There are some nice spices and mixed nuts. perhaps even a touch of marmalade before a little tannic and smoked twist.
Johnnie Walker Red Label, (circa 1970’s) 70% Proof (40%abv) from my collection (auction win)
Copper in colour. Slow and medium thick legs around the glass.
Right away there is a distinct similarity with the 1980’s Black Label, however it feels softer and slightly more balanced.
The nose starts off with a mix of soft brown sugar, old polish, soft spices and an aroma of gingerbread. There is a touch of leather and a faint whiff of toffee after some time in the glass.
The palate starts off a little woody but more tamed then the 1980’s Black Label, more in line with the modern Black Label curiously enough. There are a few apricots and a touch of honey here too. There is a definite herby undertone and a mild ginger element.
As with all JW’s there is a nice soft smoke here, it lingers for a while and then there is a gingery and peppery twist.

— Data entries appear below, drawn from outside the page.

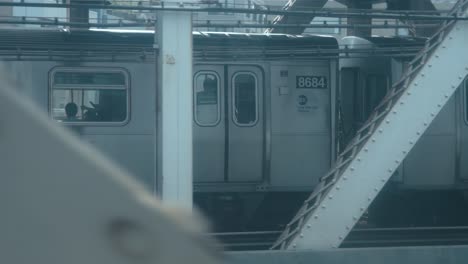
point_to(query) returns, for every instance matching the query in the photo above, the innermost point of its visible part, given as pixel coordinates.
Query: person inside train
(71, 109)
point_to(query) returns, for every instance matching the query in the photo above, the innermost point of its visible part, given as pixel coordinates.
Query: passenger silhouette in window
(91, 113)
(71, 109)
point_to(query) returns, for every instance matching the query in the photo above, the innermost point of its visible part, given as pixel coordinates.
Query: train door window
(376, 89)
(245, 106)
(466, 100)
(89, 95)
(207, 107)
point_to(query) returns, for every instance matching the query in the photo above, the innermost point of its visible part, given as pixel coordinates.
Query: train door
(228, 124)
(209, 128)
(245, 124)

Overall an interesting comparison between old, new and experimental.
I was especially excited to try the older Black and Red Labels, which were both intriguing and didn’t disappoint. The Red Label did appear to be much mellower than I thought it might be considering it is a cheaper alternative to the Black. I’d put this down to a combination of the time spent in the bottle and the era it was from. Not necessary proof that old blends were better but an interesting point nonetheless.
I also really enjoyed the Espresso Roast, much more than I thought I would in fact. Nice to try a twist on the classic JW blends. I’ve found myself reaching for this bottle on several occasions recently.